Jadi permasalahan itu yang seharusnya diselesaikan pemerintah. "Menurut saya masih sama masalahnya sekarang," kata Berly.
Hal lain yang perlu dilakukan untuk mendongkrak investasi adalah mempercepat penyelesaian revisi Undang-undang (UU) Migas. Revisi UU Migas yang menjadi inisiatif Dewan Perwakilan Rakyat (DPR) ini sebenarnya sudah masuk Program Legislasi Nasional (Prolegnas) sejak 2011, tapi tak kunjung selesai.
Padahal UU itu sangat penting untuk kepastian berinvestasi. "Perlu kepastian dan kejelasan. UU migas sudah bolong-bolong dan banyak dibatalkan Mahkamah Konstitusi, perlu UU Migas baru," kata Berly kepada Katadata.co.id, Kamis (25/10).

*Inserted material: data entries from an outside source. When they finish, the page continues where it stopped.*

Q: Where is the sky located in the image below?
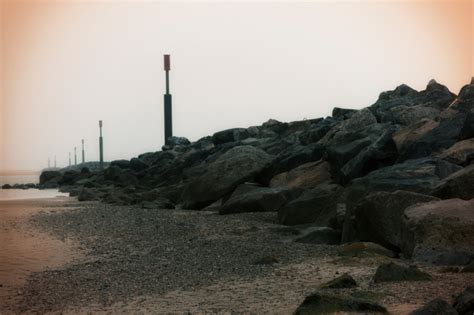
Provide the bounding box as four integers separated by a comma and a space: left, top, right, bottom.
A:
0, 0, 474, 170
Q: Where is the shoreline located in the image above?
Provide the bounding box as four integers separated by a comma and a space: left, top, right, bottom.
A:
3, 199, 474, 314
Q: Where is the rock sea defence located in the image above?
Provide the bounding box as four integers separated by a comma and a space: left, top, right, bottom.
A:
40, 80, 474, 266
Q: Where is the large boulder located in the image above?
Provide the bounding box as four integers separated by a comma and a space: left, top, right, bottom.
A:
373, 262, 432, 283
392, 113, 466, 161
294, 292, 387, 315
381, 104, 440, 125
354, 191, 439, 251
370, 80, 456, 121
401, 199, 474, 265
340, 126, 398, 183
212, 128, 249, 145
433, 165, 474, 200
278, 184, 344, 227
351, 158, 461, 196
219, 184, 291, 214
270, 160, 332, 189
181, 146, 273, 209
39, 171, 62, 188
410, 298, 458, 315
453, 286, 474, 315
438, 139, 474, 166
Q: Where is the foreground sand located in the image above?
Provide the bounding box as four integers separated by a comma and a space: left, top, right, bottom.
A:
3, 199, 474, 314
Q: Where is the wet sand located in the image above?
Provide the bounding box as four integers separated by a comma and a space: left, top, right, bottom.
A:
0, 199, 82, 314
0, 199, 474, 314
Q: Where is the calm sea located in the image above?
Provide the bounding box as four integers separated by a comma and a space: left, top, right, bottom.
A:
0, 172, 68, 201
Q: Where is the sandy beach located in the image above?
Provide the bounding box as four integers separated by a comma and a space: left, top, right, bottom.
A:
2, 198, 474, 314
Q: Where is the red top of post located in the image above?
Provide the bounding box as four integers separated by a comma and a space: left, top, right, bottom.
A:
164, 55, 171, 71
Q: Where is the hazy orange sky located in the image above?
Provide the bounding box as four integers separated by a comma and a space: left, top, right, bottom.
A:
0, 0, 474, 170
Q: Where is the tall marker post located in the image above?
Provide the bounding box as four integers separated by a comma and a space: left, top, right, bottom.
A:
99, 120, 104, 170
164, 55, 173, 144
82, 139, 86, 164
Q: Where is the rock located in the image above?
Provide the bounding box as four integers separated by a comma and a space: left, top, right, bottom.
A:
461, 261, 474, 272
370, 80, 455, 121
295, 226, 341, 245
402, 199, 474, 265
259, 143, 324, 185
255, 256, 278, 265
450, 83, 474, 112
294, 292, 387, 315
392, 113, 466, 161
77, 188, 101, 201
212, 128, 249, 145
453, 286, 474, 315
219, 184, 291, 214
380, 105, 440, 126
270, 160, 332, 189
320, 273, 357, 289
109, 160, 130, 169
318, 108, 377, 145
332, 107, 357, 120
141, 198, 175, 209
278, 184, 344, 226
168, 136, 191, 146
339, 242, 397, 258
130, 158, 148, 172
410, 298, 458, 315
459, 109, 474, 140
438, 139, 474, 166
340, 126, 398, 183
298, 118, 337, 145
39, 171, 62, 188
373, 263, 431, 283
432, 165, 474, 200
182, 146, 273, 209
351, 158, 461, 196
58, 170, 82, 185
354, 190, 439, 252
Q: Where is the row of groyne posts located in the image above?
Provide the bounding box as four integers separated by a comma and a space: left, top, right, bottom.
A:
48, 55, 173, 169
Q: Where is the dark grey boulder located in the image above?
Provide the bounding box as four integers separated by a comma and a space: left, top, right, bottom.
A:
453, 286, 474, 315
219, 184, 291, 214
212, 128, 249, 145
399, 113, 466, 161
270, 160, 332, 189
432, 165, 474, 200
278, 184, 344, 226
373, 263, 432, 283
110, 160, 130, 169
410, 298, 458, 315
130, 158, 148, 172
39, 171, 62, 188
341, 126, 398, 183
401, 199, 474, 265
293, 292, 387, 315
438, 139, 474, 166
77, 187, 102, 201
320, 273, 357, 289
298, 118, 338, 145
295, 226, 341, 245
354, 190, 439, 251
339, 242, 397, 258
370, 80, 456, 121
351, 158, 461, 196
182, 146, 273, 209
332, 107, 357, 120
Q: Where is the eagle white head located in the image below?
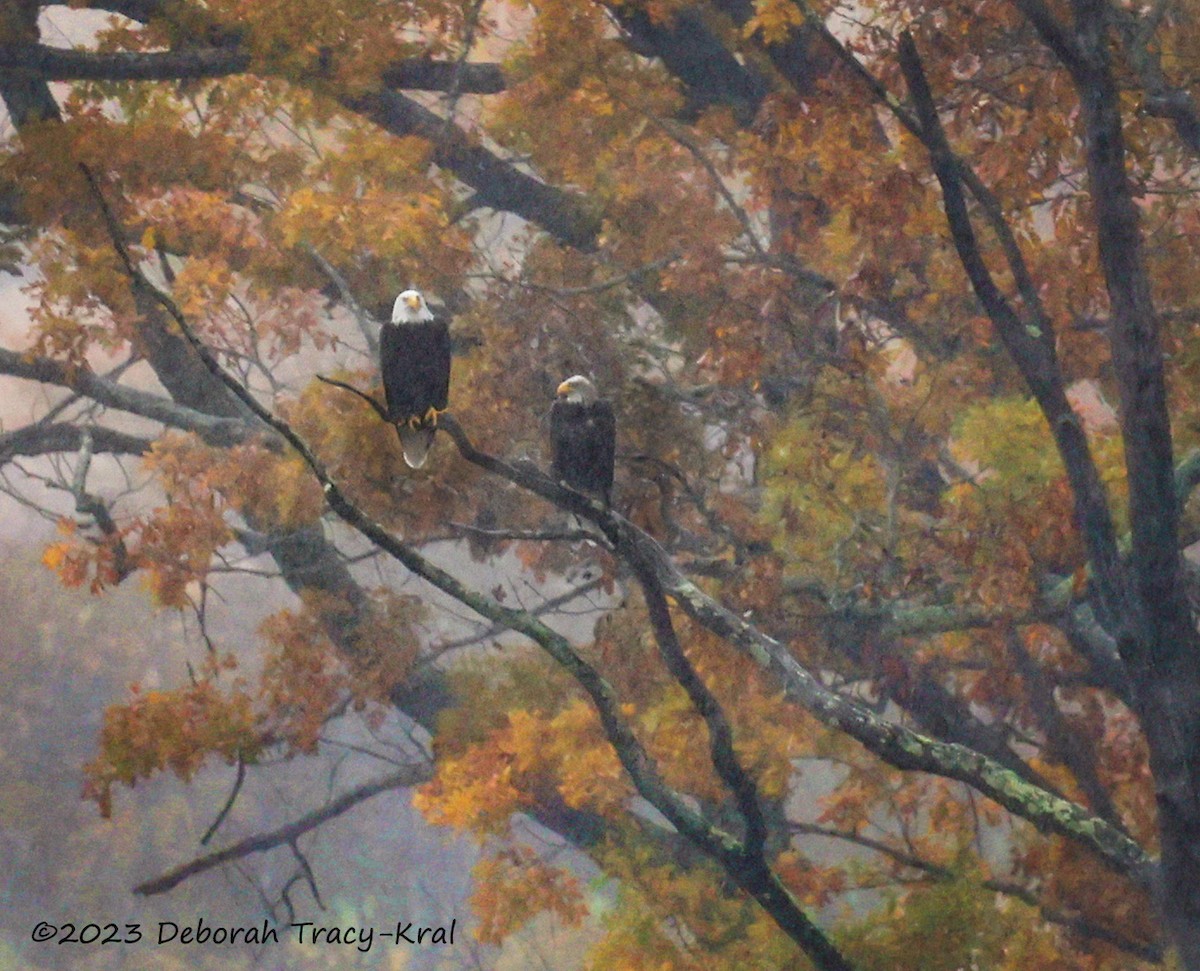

Wakil Ketua Badan Legislasi DPR Totok Daryanto mengatakan draf UU Migas sebenarnya sudah diharmonisasi dan disepakati 10 fraksi. Saat ini, draf berada di Komisi VII DPR.
(Baca: Empat Tahun Jokowi-JK, Investasi Sektor Energi Terus Turun)
Namun, pembahasan masih jalan ditempat. Ini karena Komisi VII dan Komisi VI DPR masih belum menyepakati posisi BUK Migas lantaran BUK Migas dinilai bertabrakan dengan RUU BUMN yang tengah digodok Komisi VI DPR. "Terserah komisi VII, tugas baleg sudah selesai harmonisasi,” kata Totok, Kamis (25//10).